I am getting incorrect results from a long Fortran 90 program, so I boiled it down to the basic form shown below.

I compile using “pgf90 -o basic -fastsse -Mconcur -Minfo basic.f90”.
-Minfo says (for the “do ix …” line) “parallel code for non-innermost
loop generated; block distribution”

When run, it prints the wrong answers for a() - a mix of 3.0, 4.0, 6.0
(should all be 6.0).

Deleting the -fastsee makes no difference.

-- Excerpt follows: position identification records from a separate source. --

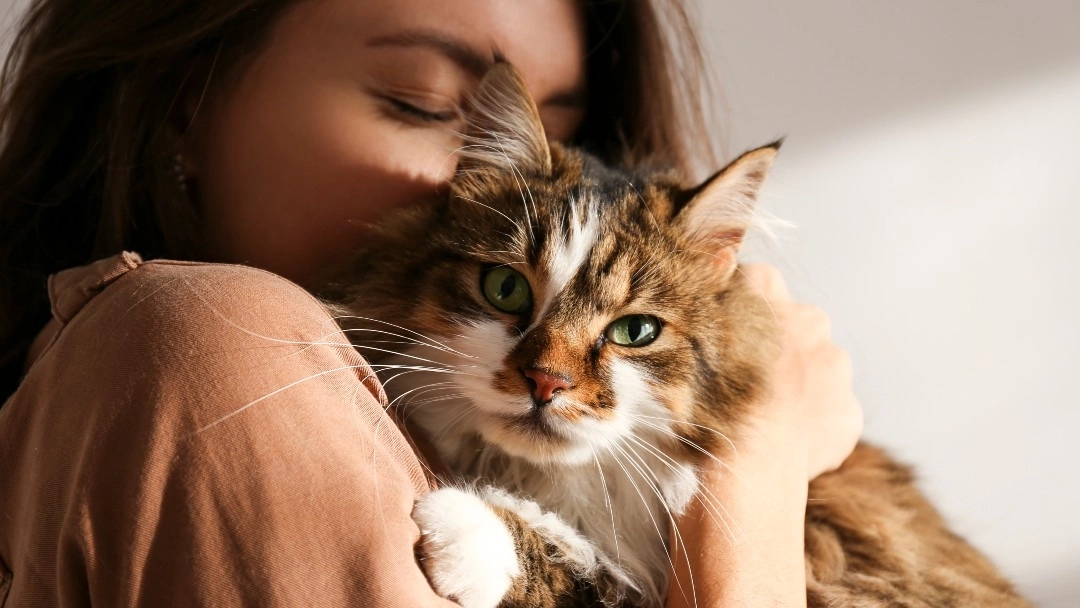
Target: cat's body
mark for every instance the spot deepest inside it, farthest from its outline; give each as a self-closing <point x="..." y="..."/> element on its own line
<point x="575" y="340"/>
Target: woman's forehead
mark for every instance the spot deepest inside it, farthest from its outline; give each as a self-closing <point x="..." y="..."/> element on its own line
<point x="544" y="39"/>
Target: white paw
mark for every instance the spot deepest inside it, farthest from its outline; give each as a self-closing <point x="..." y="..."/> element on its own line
<point x="466" y="549"/>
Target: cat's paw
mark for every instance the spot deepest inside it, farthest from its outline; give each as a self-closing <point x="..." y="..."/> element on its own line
<point x="466" y="550"/>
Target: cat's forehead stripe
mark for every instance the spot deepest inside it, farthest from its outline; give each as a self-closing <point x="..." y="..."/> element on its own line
<point x="570" y="252"/>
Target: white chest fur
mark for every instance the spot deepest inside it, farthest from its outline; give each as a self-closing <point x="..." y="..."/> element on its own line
<point x="622" y="501"/>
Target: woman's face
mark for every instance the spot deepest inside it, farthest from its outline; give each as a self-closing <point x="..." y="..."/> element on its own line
<point x="350" y="110"/>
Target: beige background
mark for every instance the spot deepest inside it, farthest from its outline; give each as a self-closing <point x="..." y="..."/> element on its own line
<point x="931" y="167"/>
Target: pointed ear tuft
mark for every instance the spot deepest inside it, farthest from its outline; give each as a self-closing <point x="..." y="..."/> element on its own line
<point x="721" y="208"/>
<point x="503" y="130"/>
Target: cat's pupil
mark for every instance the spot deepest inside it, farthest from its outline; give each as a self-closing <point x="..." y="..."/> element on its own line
<point x="508" y="286"/>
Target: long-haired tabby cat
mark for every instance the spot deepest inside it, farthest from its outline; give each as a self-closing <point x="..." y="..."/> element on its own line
<point x="575" y="339"/>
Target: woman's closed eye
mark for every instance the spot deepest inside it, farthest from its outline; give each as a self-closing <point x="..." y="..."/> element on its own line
<point x="414" y="111"/>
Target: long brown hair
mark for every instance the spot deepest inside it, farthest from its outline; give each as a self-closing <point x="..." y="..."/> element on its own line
<point x="88" y="127"/>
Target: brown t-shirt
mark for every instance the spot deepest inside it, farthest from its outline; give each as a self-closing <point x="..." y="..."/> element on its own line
<point x="192" y="434"/>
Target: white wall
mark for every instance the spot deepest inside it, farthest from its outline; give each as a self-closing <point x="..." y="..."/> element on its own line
<point x="931" y="166"/>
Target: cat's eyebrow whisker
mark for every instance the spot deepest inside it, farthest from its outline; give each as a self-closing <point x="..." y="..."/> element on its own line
<point x="490" y="208"/>
<point x="520" y="180"/>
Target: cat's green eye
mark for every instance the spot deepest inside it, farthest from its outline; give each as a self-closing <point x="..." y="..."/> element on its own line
<point x="634" y="330"/>
<point x="507" y="289"/>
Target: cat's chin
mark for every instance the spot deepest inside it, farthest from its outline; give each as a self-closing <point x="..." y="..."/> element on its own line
<point x="537" y="444"/>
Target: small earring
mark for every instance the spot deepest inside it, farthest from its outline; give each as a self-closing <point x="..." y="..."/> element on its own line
<point x="178" y="173"/>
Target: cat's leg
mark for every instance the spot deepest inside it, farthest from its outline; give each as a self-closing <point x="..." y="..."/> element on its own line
<point x="485" y="549"/>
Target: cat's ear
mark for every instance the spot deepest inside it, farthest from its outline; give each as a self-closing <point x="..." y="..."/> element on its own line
<point x="720" y="210"/>
<point x="503" y="133"/>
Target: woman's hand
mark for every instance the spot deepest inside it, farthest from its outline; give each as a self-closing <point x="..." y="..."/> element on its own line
<point x="811" y="413"/>
<point x="741" y="540"/>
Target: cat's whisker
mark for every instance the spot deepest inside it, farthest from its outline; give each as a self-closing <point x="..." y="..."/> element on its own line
<point x="687" y="422"/>
<point x="413" y="391"/>
<point x="619" y="446"/>
<point x="671" y="517"/>
<point x="490" y="208"/>
<point x="254" y="402"/>
<point x="401" y="339"/>
<point x="406" y="329"/>
<point x="713" y="503"/>
<point x="691" y="445"/>
<point x="607" y="501"/>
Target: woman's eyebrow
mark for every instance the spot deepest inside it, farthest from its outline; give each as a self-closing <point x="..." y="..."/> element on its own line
<point x="455" y="49"/>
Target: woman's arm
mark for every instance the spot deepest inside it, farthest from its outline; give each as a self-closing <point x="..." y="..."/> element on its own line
<point x="205" y="435"/>
<point x="810" y="423"/>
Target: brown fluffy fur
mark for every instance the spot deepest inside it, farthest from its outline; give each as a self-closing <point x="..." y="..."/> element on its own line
<point x="872" y="539"/>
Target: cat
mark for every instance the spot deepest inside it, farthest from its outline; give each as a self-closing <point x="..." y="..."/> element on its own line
<point x="575" y="340"/>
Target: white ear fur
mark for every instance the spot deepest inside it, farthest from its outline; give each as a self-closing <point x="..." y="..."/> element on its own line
<point x="717" y="217"/>
<point x="503" y="133"/>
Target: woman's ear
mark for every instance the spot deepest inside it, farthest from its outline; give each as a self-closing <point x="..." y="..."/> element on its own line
<point x="189" y="118"/>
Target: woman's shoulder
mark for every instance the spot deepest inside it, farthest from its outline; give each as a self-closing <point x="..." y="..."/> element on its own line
<point x="159" y="314"/>
<point x="201" y="339"/>
<point x="169" y="298"/>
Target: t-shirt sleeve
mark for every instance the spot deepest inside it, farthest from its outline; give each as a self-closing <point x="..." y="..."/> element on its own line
<point x="237" y="450"/>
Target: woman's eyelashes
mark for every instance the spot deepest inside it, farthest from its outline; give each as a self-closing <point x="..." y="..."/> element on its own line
<point x="417" y="113"/>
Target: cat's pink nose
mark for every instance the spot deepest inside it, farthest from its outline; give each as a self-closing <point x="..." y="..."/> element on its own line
<point x="545" y="384"/>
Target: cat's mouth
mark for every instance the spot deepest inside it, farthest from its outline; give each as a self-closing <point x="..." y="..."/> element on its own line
<point x="536" y="426"/>
<point x="538" y="437"/>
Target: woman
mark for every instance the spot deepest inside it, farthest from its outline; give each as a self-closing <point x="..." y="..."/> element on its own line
<point x="200" y="433"/>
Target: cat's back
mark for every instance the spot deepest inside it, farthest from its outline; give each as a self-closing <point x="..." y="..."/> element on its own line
<point x="874" y="540"/>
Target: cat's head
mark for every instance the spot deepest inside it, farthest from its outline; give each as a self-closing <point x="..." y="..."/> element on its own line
<point x="556" y="307"/>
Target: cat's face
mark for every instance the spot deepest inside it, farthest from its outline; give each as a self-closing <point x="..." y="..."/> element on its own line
<point x="558" y="308"/>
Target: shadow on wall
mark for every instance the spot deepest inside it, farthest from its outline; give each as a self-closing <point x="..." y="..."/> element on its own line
<point x="850" y="64"/>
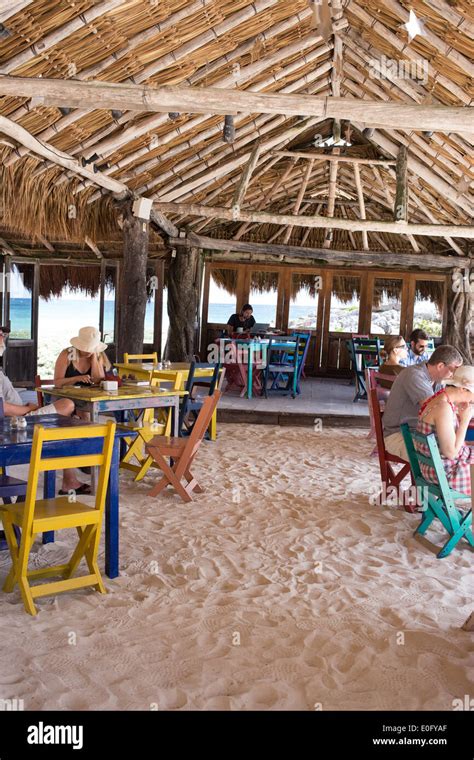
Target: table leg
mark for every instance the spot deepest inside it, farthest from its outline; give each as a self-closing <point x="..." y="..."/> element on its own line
<point x="175" y="416"/>
<point x="49" y="492"/>
<point x="249" y="372"/>
<point x="112" y="516"/>
<point x="94" y="470"/>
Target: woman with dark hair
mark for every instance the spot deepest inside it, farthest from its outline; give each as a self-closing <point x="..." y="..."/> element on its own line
<point x="241" y="322"/>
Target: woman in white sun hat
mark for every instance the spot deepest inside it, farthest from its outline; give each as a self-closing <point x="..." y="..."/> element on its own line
<point x="448" y="414"/>
<point x="84" y="362"/>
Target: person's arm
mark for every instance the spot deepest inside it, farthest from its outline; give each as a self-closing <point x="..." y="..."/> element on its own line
<point x="60" y="368"/>
<point x="451" y="441"/>
<point x="18" y="410"/>
<point x="97" y="368"/>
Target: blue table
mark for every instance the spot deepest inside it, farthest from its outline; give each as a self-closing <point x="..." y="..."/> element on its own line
<point x="15" y="448"/>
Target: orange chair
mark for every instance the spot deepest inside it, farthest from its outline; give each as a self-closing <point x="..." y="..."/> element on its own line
<point x="181" y="452"/>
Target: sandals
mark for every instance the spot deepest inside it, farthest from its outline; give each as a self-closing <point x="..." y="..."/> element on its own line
<point x="83" y="490"/>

It does give the correct answer, 6.0 for all a(), if compiled without the
-Mconcur switch.

Also, it gives the correct answer, with -Mconcur, if the commented “if”
statement is uncommented, in which case info reports no parallel code

Also, it gives the correct answer, with -Mconcur, if I compile with
-Mbounds (no bounds violations reported), in which case info reports no
parallel code generated.

My machine is a dual processor AMD Opteron, 64-bit Redhat Linux
system. PGI work station compiler version 5.2.

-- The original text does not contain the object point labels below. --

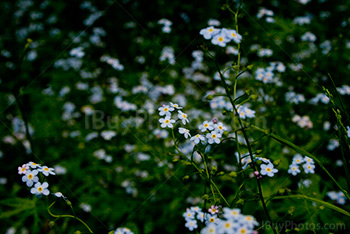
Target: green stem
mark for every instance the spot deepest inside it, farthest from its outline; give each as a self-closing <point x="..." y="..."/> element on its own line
<point x="326" y="204"/>
<point x="67" y="216"/>
<point x="303" y="152"/>
<point x="217" y="189"/>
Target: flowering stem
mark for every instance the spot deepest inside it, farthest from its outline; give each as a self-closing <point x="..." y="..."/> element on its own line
<point x="241" y="124"/>
<point x="67" y="216"/>
<point x="303" y="152"/>
<point x="223" y="198"/>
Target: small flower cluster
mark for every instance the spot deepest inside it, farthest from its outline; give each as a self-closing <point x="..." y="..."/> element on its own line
<point x="307" y="163"/>
<point x="123" y="230"/>
<point x="168" y="54"/>
<point x="244" y="112"/>
<point x="214" y="131"/>
<point x="228" y="221"/>
<point x="266" y="168"/>
<point x="220" y="37"/>
<point x="30" y="176"/>
<point x="113" y="62"/>
<point x="263" y="11"/>
<point x="166" y="25"/>
<point x="166" y="111"/>
<point x="338" y="197"/>
<point x="303" y="122"/>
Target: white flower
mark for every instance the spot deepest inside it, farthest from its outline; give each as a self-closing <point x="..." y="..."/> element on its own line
<point x="297" y="159"/>
<point x="309" y="168"/>
<point x="213" y="137"/>
<point x="59" y="194"/>
<point x="191" y="224"/>
<point x="166" y="122"/>
<point x="249" y="222"/>
<point x="108" y="134"/>
<point x="209" y="32"/>
<point x="232" y="35"/>
<point x="308" y="160"/>
<point x="23" y="169"/>
<point x="231" y="214"/>
<point x="210" y="229"/>
<point x="220" y="40"/>
<point x="176" y="106"/>
<point x="46" y="171"/>
<point x="165" y="110"/>
<point x="268" y="170"/>
<point x="30" y="177"/>
<point x="293" y="169"/>
<point x="33" y="165"/>
<point x="185" y="132"/>
<point x="40" y="189"/>
<point x="189" y="215"/>
<point x="77" y="52"/>
<point x="219" y="127"/>
<point x="206" y="126"/>
<point x="183" y="117"/>
<point x="227" y="227"/>
<point x="211" y="219"/>
<point x="197" y="138"/>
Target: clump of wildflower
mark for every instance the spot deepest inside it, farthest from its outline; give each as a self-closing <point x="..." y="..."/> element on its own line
<point x="229" y="221"/>
<point x="166" y="25"/>
<point x="303" y="122"/>
<point x="123" y="230"/>
<point x="30" y="173"/>
<point x="220" y="37"/>
<point x="338" y="197"/>
<point x="299" y="161"/>
<point x="268" y="169"/>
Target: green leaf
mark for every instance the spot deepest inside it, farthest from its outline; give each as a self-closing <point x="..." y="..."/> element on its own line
<point x="326" y="204"/>
<point x="20" y="205"/>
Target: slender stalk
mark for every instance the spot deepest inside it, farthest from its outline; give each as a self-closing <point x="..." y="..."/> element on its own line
<point x="67" y="216"/>
<point x="227" y="90"/>
<point x="303" y="152"/>
<point x="217" y="189"/>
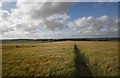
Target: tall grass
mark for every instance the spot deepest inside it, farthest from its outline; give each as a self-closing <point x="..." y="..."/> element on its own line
<point x="58" y="58"/>
<point x="101" y="57"/>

The environment variable NCPUS is 2.

No doubt I am doing something wrong, but I can’t see what. It looks to
me like the parallel code generated using -Mconcur is not working

program basic

implicit none

integer :: ix
integer :: iy

real :: sum
integer :: ns

real, dimension(10, 10) :: a, b

a = 6.0

do ix = 1, 10
do iy = 1, 10

ns = 1
sum = a(ix,iy)

if(ix-1 >= 1) then
sum = sum + a(ix-1,iy)
ns = ns + 1
end if

if(ix+1 <= 10) then
sum = sum + a(ix+1,iy)
ns = ns + 1
end if

if(iy-1 >= 1) then
sum = sum + a(ix,iy-1)
ns = ns + 1
end if

if(iy+1 <= 10) then
sum = sum + a(ix,iy+1)
ns = ns + 1
end if

! if(ix == 5 .and. iy == 5) write(6,*) sum, ns

b(ix,iy) = sum/float(ns)

end do
end do

a = b

write(6,*) a

end program basic

Hi Russell,

Thanks for a very good write-up! It appears to me like this is a bug with “-Mconcur”. The code fails at 1 thread so its most likely a problem with the generated assembly code. It works if only one of the if statements is used. So its somehow getting confused on the second if statement. I’ll go ahead and submit a TPR, and we’ll see if we can determine exactly what’s going on.

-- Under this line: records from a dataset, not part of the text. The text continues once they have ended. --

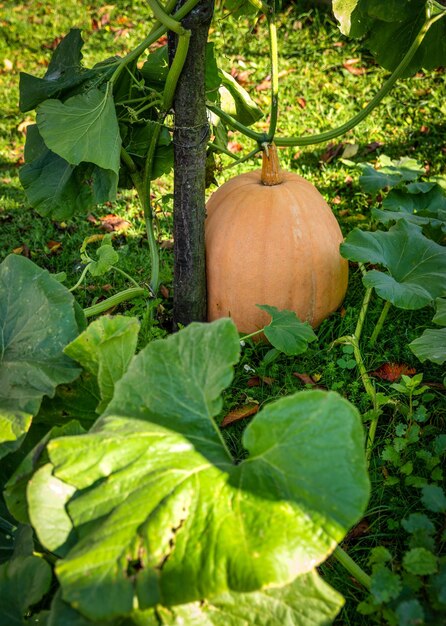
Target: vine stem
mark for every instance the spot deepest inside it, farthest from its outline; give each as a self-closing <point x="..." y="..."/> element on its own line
<point x="352" y="567"/>
<point x="385" y="89"/>
<point x="274" y="55"/>
<point x="309" y="140"/>
<point x="118" y="298"/>
<point x="380" y="323"/>
<point x="153" y="36"/>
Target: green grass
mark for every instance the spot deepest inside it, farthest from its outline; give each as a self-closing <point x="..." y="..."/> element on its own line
<point x="410" y="122"/>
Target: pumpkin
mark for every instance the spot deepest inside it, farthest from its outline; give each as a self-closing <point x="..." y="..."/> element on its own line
<point x="272" y="239"/>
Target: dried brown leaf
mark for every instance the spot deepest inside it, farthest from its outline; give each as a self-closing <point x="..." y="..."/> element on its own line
<point x="240" y="413"/>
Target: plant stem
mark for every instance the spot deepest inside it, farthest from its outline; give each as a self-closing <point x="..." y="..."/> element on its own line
<point x="309" y="140"/>
<point x="164" y="18"/>
<point x="120" y="271"/>
<point x="118" y="298"/>
<point x="144" y="194"/>
<point x="176" y="69"/>
<point x="236" y="125"/>
<point x="153" y="36"/>
<point x="380" y="323"/>
<point x="272" y="32"/>
<point x="352" y="567"/>
<point x="79" y="282"/>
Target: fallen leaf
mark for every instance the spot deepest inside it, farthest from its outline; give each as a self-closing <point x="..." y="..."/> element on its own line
<point x="239" y="414"/>
<point x="309" y="380"/>
<point x="350" y="150"/>
<point x="362" y="528"/>
<point x="53" y="246"/>
<point x="256" y="381"/>
<point x="350" y="66"/>
<point x="166" y="244"/>
<point x="23" y="250"/>
<point x="393" y="371"/>
<point x="332" y="151"/>
<point x="371" y="147"/>
<point x="113" y="223"/>
<point x="235" y="146"/>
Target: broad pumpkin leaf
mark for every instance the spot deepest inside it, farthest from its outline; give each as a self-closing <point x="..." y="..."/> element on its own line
<point x="388" y="28"/>
<point x="64" y="73"/>
<point x="416" y="265"/>
<point x="38" y="320"/>
<point x="23" y="582"/>
<point x="57" y="189"/>
<point x="162" y="512"/>
<point x="16" y="486"/>
<point x="84" y="128"/>
<point x="431" y="346"/>
<point x="286" y="332"/>
<point x="307" y="601"/>
<point x="389" y="173"/>
<point x="13" y="428"/>
<point x="105" y="350"/>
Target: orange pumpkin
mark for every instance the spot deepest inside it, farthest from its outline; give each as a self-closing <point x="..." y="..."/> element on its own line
<point x="272" y="239"/>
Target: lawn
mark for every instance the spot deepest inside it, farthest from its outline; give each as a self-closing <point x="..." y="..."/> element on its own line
<point x="387" y="382"/>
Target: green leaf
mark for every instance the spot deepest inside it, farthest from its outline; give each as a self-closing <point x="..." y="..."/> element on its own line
<point x="434" y="498"/>
<point x="286" y="332"/>
<point x="137" y="145"/>
<point x="13" y="428"/>
<point x="409" y="613"/>
<point x="307" y="601"/>
<point x="38" y="321"/>
<point x="83" y="128"/>
<point x="430" y="346"/>
<point x="16" y="487"/>
<point x="420" y="562"/>
<point x="385" y="585"/>
<point x="105" y="350"/>
<point x="416" y="265"/>
<point x="63" y="74"/>
<point x="163" y="513"/>
<point x="236" y="101"/>
<point x="389" y="28"/>
<point x="440" y="315"/>
<point x="417" y="522"/>
<point x="23" y="582"/>
<point x="47" y="496"/>
<point x="57" y="189"/>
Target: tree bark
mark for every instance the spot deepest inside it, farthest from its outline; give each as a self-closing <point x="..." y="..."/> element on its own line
<point x="191" y="133"/>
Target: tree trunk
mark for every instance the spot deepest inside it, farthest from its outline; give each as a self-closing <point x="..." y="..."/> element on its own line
<point x="190" y="140"/>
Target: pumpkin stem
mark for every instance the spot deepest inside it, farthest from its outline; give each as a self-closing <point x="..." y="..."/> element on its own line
<point x="271" y="174"/>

As a work around, we can use OpenMP to parallelize the loop. Before the ix do loop add:

!$OMP DO PRIVATE (sum, ns)

and add the following after the second end do


Compile the code using “-mp” and the set “NCPUS”.

I’ll try and keep you posted with any progress, but for now hopefully using OpenMP will get you on track.

  • Mat

FYI, I added TPR3332.